SK: We go on an easy run of between 10-15km and because the run is easy we can enjoy the surroundings and the beautiful environment in Uganda. We have about 20 athletes in the training camp but with others joining us for training from outside the camp the number of athletes on a run can total up to 50 athletes.

Joel Ayeko (JA): We talk with friends and sometimes try to make friends laugh. One of our training partners (Boniface) Abel Sikowo is very funny. He likes to give nicknames for different members of the group. My nickname is Kapkwoma Lady named after a musician!

7.15am – Return from run and breakfast

SK: After the run, we take a shower and then eat breakfast together. We often eat bread, chapatti and drink tea.

8.30am – Rest and recovery

After such an early start, it is time to rest those aching bones with some quality sleep time.

SK: It depends, but we might sleep anywhere from one to two hours.

10.30am – Leisure time

Listening to Ugandan music is often popular among the athletes as is playing the popular board game, Ludo.

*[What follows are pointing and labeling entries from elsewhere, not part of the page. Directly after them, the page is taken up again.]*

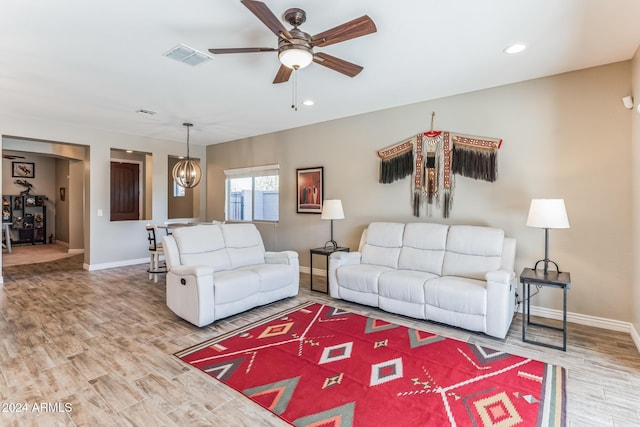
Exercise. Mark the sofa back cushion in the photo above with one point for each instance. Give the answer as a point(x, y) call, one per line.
point(423, 247)
point(384, 240)
point(472, 251)
point(244, 244)
point(202, 245)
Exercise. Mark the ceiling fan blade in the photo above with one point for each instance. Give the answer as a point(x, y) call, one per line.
point(349, 30)
point(242, 50)
point(267, 17)
point(337, 64)
point(283, 74)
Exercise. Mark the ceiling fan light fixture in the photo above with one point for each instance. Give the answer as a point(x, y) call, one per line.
point(187, 173)
point(295, 56)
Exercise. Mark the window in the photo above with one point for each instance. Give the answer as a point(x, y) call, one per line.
point(253, 194)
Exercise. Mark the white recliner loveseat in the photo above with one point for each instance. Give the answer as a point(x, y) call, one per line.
point(217, 270)
point(458, 275)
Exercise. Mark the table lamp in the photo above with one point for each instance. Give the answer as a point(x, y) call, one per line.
point(332, 209)
point(547, 213)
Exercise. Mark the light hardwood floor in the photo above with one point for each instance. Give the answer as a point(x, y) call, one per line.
point(96, 348)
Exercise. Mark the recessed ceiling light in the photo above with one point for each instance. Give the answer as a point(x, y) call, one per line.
point(515, 48)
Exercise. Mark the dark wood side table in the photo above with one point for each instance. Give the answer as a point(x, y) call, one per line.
point(326, 252)
point(553, 279)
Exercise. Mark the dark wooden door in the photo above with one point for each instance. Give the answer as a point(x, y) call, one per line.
point(125, 191)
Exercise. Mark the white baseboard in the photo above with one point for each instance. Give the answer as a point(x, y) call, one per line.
point(582, 319)
point(106, 265)
point(635, 337)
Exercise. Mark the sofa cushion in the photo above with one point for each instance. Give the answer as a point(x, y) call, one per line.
point(360, 277)
point(234, 285)
point(472, 251)
point(272, 276)
point(244, 244)
point(384, 240)
point(423, 247)
point(202, 245)
point(457, 294)
point(404, 285)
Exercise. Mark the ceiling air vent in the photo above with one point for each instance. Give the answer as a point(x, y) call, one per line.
point(185, 54)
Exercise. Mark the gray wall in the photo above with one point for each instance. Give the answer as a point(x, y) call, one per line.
point(635, 148)
point(565, 136)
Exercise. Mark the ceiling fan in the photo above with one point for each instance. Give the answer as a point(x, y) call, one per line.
point(295, 47)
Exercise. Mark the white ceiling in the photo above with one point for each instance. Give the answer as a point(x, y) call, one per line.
point(97, 63)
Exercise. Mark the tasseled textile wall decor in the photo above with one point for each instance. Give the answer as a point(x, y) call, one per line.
point(432, 158)
point(396, 162)
point(475, 157)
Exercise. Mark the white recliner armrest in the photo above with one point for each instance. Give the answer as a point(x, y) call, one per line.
point(501, 288)
point(281, 257)
point(190, 293)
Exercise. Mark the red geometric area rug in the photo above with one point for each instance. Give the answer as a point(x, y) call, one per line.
point(316, 365)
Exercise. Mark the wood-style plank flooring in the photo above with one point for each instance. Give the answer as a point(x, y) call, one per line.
point(96, 349)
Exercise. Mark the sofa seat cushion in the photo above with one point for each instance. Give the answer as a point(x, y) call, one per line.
point(360, 277)
point(234, 285)
point(472, 251)
point(457, 294)
point(404, 285)
point(272, 276)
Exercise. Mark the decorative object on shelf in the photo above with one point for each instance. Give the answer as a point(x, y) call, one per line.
point(547, 213)
point(310, 190)
point(187, 173)
point(332, 209)
point(23, 170)
point(475, 157)
point(432, 158)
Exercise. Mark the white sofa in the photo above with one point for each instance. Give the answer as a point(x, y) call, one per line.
point(458, 275)
point(217, 270)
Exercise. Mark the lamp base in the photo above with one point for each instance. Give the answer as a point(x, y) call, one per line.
point(546, 262)
point(331, 244)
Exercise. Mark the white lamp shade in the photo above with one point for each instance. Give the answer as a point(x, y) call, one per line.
point(547, 213)
point(332, 209)
point(295, 57)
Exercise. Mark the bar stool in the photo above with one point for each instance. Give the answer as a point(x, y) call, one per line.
point(155, 250)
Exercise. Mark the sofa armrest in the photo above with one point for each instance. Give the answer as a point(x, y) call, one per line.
point(500, 276)
point(338, 259)
point(282, 257)
point(190, 293)
point(501, 295)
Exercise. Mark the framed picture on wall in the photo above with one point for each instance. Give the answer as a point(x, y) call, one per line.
point(23, 170)
point(310, 190)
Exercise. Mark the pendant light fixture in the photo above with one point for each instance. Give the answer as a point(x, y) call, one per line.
point(187, 173)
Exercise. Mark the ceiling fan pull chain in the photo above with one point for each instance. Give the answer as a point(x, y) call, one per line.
point(294, 91)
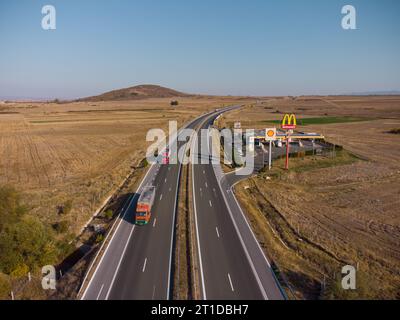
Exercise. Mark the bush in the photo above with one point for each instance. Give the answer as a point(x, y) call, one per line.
point(25, 243)
point(99, 238)
point(5, 287)
point(61, 227)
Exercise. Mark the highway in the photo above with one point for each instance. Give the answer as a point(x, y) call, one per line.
point(137, 262)
point(232, 264)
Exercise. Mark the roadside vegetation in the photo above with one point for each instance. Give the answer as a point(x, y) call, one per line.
point(26, 244)
point(310, 235)
point(394, 131)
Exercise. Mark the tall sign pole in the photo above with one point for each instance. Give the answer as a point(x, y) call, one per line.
point(289, 123)
point(270, 155)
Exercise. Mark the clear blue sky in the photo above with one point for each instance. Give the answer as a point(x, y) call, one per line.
point(239, 47)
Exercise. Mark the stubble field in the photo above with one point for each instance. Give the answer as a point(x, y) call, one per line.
point(74, 155)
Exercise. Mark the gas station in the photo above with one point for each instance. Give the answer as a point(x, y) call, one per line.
point(285, 135)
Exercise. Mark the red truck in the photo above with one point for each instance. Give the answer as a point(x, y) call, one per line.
point(144, 206)
point(165, 156)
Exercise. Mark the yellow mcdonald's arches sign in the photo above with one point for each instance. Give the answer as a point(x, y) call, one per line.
point(289, 122)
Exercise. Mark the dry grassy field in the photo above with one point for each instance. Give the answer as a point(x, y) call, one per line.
point(318, 217)
point(78, 153)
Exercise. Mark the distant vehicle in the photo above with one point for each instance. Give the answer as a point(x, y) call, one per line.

JA: After we are rested, I like to play ludo. We all really want to win (it is very competitive).

1pm – Lunchtime

The group come together once more to eat their second meal of the day.

SK: We often eat rice, beef, beans and vegetables for lunch.

2-4pm – Hit the town

Many of the athletes might take a stroll to the shops in the centre of Kapchorwa to buy some fruit and vegetables and hang out.

SK: The centre of town is not very big but it gives us the chances to meet with friends and maybe grab a tea or soda. I like a Sprite and Joel likes to drink Mountain Dew.

Curious locals also have great respect for the NN Running Team athletes.

JA: When they see us the locals often ask how they can be runners too. We say it is challenging and that you have to work hard to gain access to this life. They admire us.

4.30pm – Second easy run

Following their earlier easy run to tick off a few extra kilometres the group hit the trails for a second run of the day under their coach Addy Ruiter.

SK: This run is very easy and may only be 4-5km.

5pm – Snack time

After a change of clothes the group will then grab a quick snack, often a porridge.

5.30pm – Rest and recovery

Once more ludo will again prove a popular pastime at this point of the day. Many of the group are also big fans of the English Premier League. Stephen is a Man Utd fan and Joel supports Arsenal.

SK: We have a lot of fun arguments in the group about football. I am one of the biggest football fans in the camp.

8pm – Dinner

The final meal of the day will be eaten together.

JA: We will eat ugali, meat, vegetables and beans. We will also drink milk.

9pm – Bedtime

After two training sessions, the athletes will then drop off to sleep around 9pm ahead of another tough day of training. Life on the camp is demanding and can be regimented but it plays a critical role in their development.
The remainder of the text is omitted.